If we aim deliberately at the impoverishment of Central Europe, vengeance, I dare predict, will not limp. Nothing can then delay for very long that final civil war between the forces of Reaction and the despairing convulsions of Revolution, before which the horrors of the late German war will fade into nothing, and which will destroy, whoever is victor, the civilization and the progress of our generation. Even though the result disappoint us, must we not base our actions on better expectations, and believe that the prosperity and happiness of one country promotes that of others, that the solidarity of man is not a fiction, and that nations can still afford to treat other nations as fellow-creatures?

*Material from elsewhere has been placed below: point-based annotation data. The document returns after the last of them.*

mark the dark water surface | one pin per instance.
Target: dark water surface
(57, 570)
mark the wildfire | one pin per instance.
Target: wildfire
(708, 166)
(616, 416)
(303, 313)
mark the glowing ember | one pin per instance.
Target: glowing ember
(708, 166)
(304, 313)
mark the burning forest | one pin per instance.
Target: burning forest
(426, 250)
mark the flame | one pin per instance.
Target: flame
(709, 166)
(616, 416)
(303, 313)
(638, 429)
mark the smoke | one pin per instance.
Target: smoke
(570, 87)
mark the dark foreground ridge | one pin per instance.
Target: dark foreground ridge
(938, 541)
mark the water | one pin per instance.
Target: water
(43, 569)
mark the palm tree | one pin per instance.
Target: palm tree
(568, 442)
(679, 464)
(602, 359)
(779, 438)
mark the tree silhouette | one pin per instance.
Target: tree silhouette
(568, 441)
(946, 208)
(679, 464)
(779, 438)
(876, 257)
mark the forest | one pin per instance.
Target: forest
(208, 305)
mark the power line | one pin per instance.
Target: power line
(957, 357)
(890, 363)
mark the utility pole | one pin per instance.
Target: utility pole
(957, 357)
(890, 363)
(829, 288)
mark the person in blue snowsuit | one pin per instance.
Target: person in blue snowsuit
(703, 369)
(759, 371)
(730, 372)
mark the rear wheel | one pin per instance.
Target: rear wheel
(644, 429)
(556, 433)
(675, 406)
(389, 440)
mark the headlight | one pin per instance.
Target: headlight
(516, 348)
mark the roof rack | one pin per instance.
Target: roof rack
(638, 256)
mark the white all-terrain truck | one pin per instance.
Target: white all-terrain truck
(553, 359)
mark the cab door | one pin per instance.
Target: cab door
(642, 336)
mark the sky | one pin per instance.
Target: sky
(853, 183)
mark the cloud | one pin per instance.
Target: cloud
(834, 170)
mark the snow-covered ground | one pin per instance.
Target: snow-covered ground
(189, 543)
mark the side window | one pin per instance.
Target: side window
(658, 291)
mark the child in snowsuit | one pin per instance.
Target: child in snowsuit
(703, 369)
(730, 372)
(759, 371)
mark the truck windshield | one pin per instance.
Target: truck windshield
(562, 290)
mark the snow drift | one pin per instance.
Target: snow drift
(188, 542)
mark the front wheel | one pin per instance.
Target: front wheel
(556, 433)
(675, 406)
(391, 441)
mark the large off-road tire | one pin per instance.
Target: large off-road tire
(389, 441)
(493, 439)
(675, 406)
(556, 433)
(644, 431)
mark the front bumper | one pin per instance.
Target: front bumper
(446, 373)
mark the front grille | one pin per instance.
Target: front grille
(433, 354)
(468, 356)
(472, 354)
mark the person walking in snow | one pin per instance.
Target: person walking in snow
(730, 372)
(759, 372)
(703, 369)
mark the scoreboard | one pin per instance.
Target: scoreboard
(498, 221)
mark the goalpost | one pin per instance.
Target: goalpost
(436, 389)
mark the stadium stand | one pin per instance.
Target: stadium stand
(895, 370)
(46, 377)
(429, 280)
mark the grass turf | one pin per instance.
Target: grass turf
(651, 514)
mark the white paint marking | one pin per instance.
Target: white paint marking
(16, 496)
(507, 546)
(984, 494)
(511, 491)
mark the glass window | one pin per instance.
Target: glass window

In one way only can we influence these hidden currents, --by setting in motion those forces of instruction and imagination which change opinion. The assertion of truth, the unveiling of illusion, the dissipation of hate, the enlargement and instruction of men's hearts and minds, must be the means.
In each human heart terror survives
The ruin it has gorged: the loftiest fear
All that they would disdain to think were true:
Hypocrisy and custom make their minds
The fanes of many a worship, now outworn.
They dare not devise good for man's estate,
And yet they know not that they do not dare.
The good want power but to weep barren tears.
The powerful goodness want: worse need for them.
The wise want love; and those who love want wisdom;
And all best things are thus confused to ill.
Many are strong and rich, and would be just,
But live among their suffering fellow-men
As if none felt: they know not what they do.
If the European Civil War is to end with France and Italy abusing their momentary victorious power to destroy Germany and Austria-Hungary, now prostrate, they invite their own destruction also, being so deeply and inextricably intertwined with their victims by hidden psychic and economic bonds.Thus, Keynes predicts that WWI’s peace set the stage for continuing social, political, and economic conflict such as that culminating (unknown to him in 1929) in WWII 20 years later. It is interesting that Keynes, a keen Internationalist, refers to the war as a Civil War (a war within a nation) rather than as a war between nations.